Abstract
Gene expression is regulated by transcription factors that work together to read cis-regulatory DNA sequences. The “cis-regulatory code” - the rules that cells use to determine when, where, and how much genes should be expressed - has proven to be exceedingly complex, but recent advances in the scale and resolution of functional genomics assays and Machine Learning have enabled significant progress towards deciphering this code. However, we will likely never solve the cis-regulatory code if we restrict ourselves to models trained only on genomic sequences; regions of homology can easily lead to overestimation of predictive performance, and there is insufficient sequence diversity in our genomes to learn all relevant parameters.
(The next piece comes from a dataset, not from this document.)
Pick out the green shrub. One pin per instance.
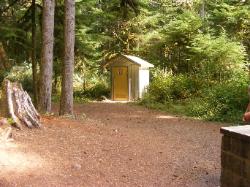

Fortunately, randomly synthesized DNA sequences enable us to test a far larger sequence space than exists in our genomes in each experiment, and designed DNA sequences enable a targeted query of the sequence space to maximally improve the models. Since cells use the same biochemical principles to interpret DNA regardless of its source, models that are trained on these synthetic data can predict genomic activity, often better than genome-trained models. Here, we provide an outlook on the field, and propose a roadmap towards solving the cis-regulatory code by training models exclusively on non-genomic DNA sequences, and using genomic sequences solely for evaluating the resulting models.
Competing Interest Statement
The authors have declared no competing interest.